Blankenship Harris E, Higgs Matthew H, Beckstead Michael J
Aging and Metabolism Research Program, Oklahoma Medical Research Foundation, Oklahoma City, OK, USA.
Department of Physiology, University of Oklahoma Health Sciences, Oklahoma City, OK, USA.
bioRxiv. 2025 Jul 31:2025.07.24.666429. doi: 10.1101/2025.07.24.666429.
In Alzheimer's disease (AD) models, ventral tegmental area (VTA) dopamine neurons are intrinsically hyperexcitable, yet release less dopamine in projection regions, leading to dysfunctional downstream signaling. Synaptic transmission is broadly disrupted in AD, but it is not known to what extent altered excitatory and inhibitory inputs to the VTA influence dopaminergic activity and output. Here we describe enhanced synaptic excitation in dopamine neurons in the amyloid + tau-driven 3xTg-AD mouse model. AMPAR-mediated excitatory input was enhanced in a subset of connections, while GABAR-mediated inhibition decreased as a function of dendritic atrophy. The strengthened excitation appeared to depend on presynaptic protein kinase C (PKC) activity as well as postsynaptic AMPA receptor enhancement. Biophysical modeling predicted that synaptic changes, in combination with altered dendritic morphology and previously described intrinsic hypersensitivity, produce increased firing and a steeper input-output relationship. These results suggest that AD pathology is associated with increased input-output gain in single dopamine neurons, which may function to maintain phasic dopamine signaling in early stages of axonal degeneration.

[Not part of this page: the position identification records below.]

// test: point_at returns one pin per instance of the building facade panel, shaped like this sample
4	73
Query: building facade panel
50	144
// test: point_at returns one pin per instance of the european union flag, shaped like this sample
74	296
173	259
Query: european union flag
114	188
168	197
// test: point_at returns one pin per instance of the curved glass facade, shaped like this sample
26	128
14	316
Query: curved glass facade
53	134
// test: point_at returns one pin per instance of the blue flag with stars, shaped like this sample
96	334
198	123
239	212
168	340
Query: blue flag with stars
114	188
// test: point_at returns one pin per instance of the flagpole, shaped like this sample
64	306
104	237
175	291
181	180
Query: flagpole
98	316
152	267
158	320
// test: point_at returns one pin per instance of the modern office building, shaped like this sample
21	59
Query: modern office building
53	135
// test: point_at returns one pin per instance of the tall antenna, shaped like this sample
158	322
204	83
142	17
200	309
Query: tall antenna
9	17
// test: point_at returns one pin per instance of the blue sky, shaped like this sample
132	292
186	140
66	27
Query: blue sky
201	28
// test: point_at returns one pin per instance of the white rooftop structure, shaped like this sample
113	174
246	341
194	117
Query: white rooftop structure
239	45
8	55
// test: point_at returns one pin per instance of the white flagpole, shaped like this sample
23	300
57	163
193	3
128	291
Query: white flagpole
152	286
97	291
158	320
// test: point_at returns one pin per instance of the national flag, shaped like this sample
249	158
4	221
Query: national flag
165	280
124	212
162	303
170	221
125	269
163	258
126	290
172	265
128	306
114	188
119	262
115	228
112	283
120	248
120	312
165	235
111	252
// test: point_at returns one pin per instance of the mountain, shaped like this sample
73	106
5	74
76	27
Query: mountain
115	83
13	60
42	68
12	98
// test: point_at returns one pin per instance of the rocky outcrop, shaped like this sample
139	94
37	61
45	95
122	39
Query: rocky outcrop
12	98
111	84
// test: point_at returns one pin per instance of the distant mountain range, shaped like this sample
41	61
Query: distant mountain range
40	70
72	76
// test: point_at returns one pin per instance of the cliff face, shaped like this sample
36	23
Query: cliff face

在阿尔茨海默病(AD)模型中,腹侧被盖区(VTA)多巴胺能神经元本质上是过度兴奋的,但在投射区域释放的多巴胺较少,导致下游信号传导功能失调。AD中突触传递广泛受损,但尚不清楚对VTA的兴奋性和抑制性输入改变在多大程度上影响多巴胺能活性和输出。在此,我们描述了在淀粉样蛋白+ tau驱动的3xTg-AD小鼠模型中多巴胺能神经元突触兴奋增强的情况。在一部分连接中,AMPA介导的兴奋性输入增强,而GABAR介导的抑制随着树突萎缩而降低。增强的兴奋似乎依赖于突触前蛋白激酶C(PKC)活性以及突触后AMPA受体增强。生物物理模型预测,突触变化与改变的树突形态以及先前描述的内在超敏反应相结合,会导致放电增加和更陡峭的输入-输出关系。这些结果表明,AD病理与单个多巴胺能神经元的输入-输出增益增加有关,这可能在轴突退化早期维持阶段性多巴胺信号传导中发挥作用。